This article helps clarify when a debt going to be considered a divorce.
When family and friends lend money during a divorce, what happens to the debt?
Many people receive financial help from family or friends. Commonly this is seen in the provision of loans to buy a house, investments, or simply to help with their legal costs. During a divorce disputes frequently then arise about whether this money is a loan that needs to be paid back or whether it has in fact been gifted.
When is a loan or a debt considered?
Often in families and between friends people are reluctant to put documentation in place to clearly set out the position of the funds. This can lead to different people taking different views. The receiving person will often say that it is a loan, while their partner is more likely to say that it was a gift and therefore it is not expected to be repaid.
To prove funds received are in the form of a repayable loan, you will have to show that there’s a debt that can be enforced. Writing down a contemporaneous note at the time the loan is made is hugely beneficial. Even more so if the document is signed by each party to the loan, and sets out the terms for repayment, including timing and whether any interest is to be attached. However, it still does not guarantee that a court will acknowledge the existence of the funds provided as a loan that is repayable.
‘Hard’ Debt & ‘Soft’ Debt
In divorce, there are two classes of debt:
A ‘Hard’ debt is one that the court views similar to a commercial debt arrangement this includes a loan from a bank, an outstanding credit card, or a finance agreement often for the purchase of a car/large furniture item. A ‘Hard’ debt will be included in the assessment of the value of assets and factored into the division and settlement reached.
A ‘Soft’ debt, on the other hand, is considered by the court to be one where the lender is willing to wait for the money to be repaid or might not expect to receive it paid back at all – often, the loan is made by a family member, usually a parent, ‘in advance of an inheritance at a future date’. These debts are unlikely to be considered as liabilities having to be repaid unless there is a surplus of funds available after each party’s respective needs have been met.
Important characteristics of ‘Hard’ debt vs ‘Soft’ debt in divorce
There are no hard and fast rules governing what makes a debt ‘hard’ or ‘soft’. The Court will usually make this decision on the circumstance of each particular case and the decision can really affect how the financial settlement will be affected:
For a ‘hard’ debt:
- The money will often have been borrowed from and repayable to a bank or a financial company.
- The debt will be enforced if it is not repaid on the terms it was provided.
- The debt will have terms similar to a commercial arrangement.
- There is a written agreement covering the lending and repayment.
- There is, or will be, a written demand for payment, a threat of litigation, or actual court action.
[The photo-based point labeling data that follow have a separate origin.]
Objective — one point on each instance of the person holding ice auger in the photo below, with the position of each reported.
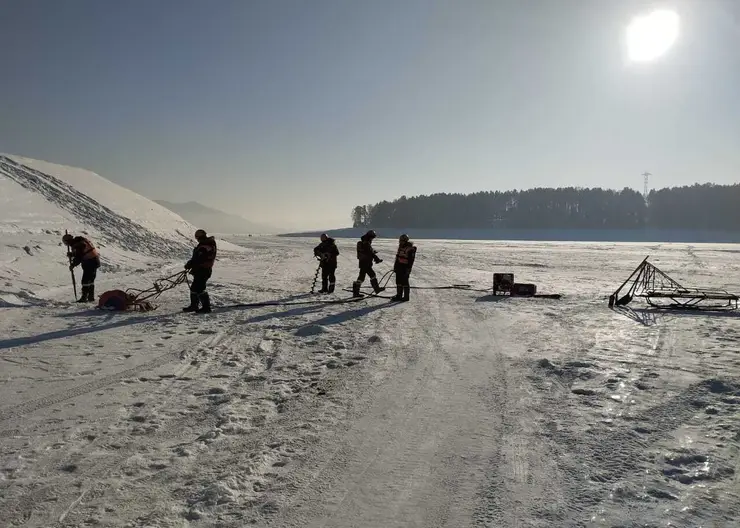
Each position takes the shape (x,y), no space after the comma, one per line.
(200,267)
(402,267)
(366,256)
(81,252)
(327,253)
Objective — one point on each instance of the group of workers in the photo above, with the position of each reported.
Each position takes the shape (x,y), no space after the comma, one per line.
(327,252)
(81,252)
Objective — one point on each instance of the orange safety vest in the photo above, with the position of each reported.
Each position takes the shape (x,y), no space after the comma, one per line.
(403,254)
(84,249)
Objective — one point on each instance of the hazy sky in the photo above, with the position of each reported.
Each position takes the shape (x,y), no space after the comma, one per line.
(292,112)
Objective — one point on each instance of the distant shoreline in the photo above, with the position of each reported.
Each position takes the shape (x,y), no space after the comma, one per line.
(542,235)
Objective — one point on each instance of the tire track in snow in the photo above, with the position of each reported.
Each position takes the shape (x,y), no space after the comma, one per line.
(21,510)
(414,456)
(22,409)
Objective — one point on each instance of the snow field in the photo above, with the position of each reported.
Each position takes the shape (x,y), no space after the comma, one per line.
(454,409)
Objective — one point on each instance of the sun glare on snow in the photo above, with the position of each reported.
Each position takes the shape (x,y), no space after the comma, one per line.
(650,36)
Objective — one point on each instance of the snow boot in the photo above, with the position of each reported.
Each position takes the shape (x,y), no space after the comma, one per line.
(399,295)
(376,286)
(193,303)
(206,301)
(83,296)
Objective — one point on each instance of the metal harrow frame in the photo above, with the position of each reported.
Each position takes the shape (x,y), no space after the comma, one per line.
(661,291)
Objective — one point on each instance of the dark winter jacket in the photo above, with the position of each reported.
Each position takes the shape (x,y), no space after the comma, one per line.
(82,250)
(328,252)
(405,256)
(366,255)
(204,255)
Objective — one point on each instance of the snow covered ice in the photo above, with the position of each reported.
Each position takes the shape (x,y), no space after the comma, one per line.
(455,409)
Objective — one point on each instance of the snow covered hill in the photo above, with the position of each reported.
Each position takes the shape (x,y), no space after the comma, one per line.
(40,200)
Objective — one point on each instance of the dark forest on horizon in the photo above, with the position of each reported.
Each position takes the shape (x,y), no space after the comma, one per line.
(700,206)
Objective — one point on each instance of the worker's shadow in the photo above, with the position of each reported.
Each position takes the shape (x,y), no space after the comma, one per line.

- Once it is due for repayment, there has been no delay in enforcement of the payment.
- The amount borrowed is a significant amount to the lender and is not one they would readily write off.
For a ‘soft’ debt:
- The debt is to a family member or friend with whom good terms are kept.
- The debt is provided informally and without commercial terms for repayment of the borrowed funds.
- No written demand has been made for repayment, even if the due date for the repayment has passed.
- The lender has delayed in taking any enforcement steps for non-payment.
- The lender is likely to write off the debt.
The practical reality is that most debts will be a mix of these different factors, and will not fall easily into the explicit characteristics above. A Judge must determine which characteristics of the debt are the most important. The classification of the debt will impact the financial settlement.
Where the debt is determined to be ‘hard’ this can create further problems. Within divorce proceedings, the court does not have the power to readjust the debt which is owed. Nor do they have the power to shift the debt from one spouse to the other and so the Judge will need to decide how that debt will be repaid from the available assets.
Lender involvement in the divorce:
We are, more than ever, increasingly advising parties who have made loans – usually parents – as potential intervenors in other people’s divorces. This often results in them needing to be ‘joined’ to the divorce proceedings between the married couple to give evidence on the debt they have provided and can even result in separate proceedings to enforce the payment of the debt.
What can be done now?
Even if you or your family have provided funds to each other previously without any documentation in place, that doesn’t stop you from being able to address that now to ensure that the funds are protected and everyone is clear on the position.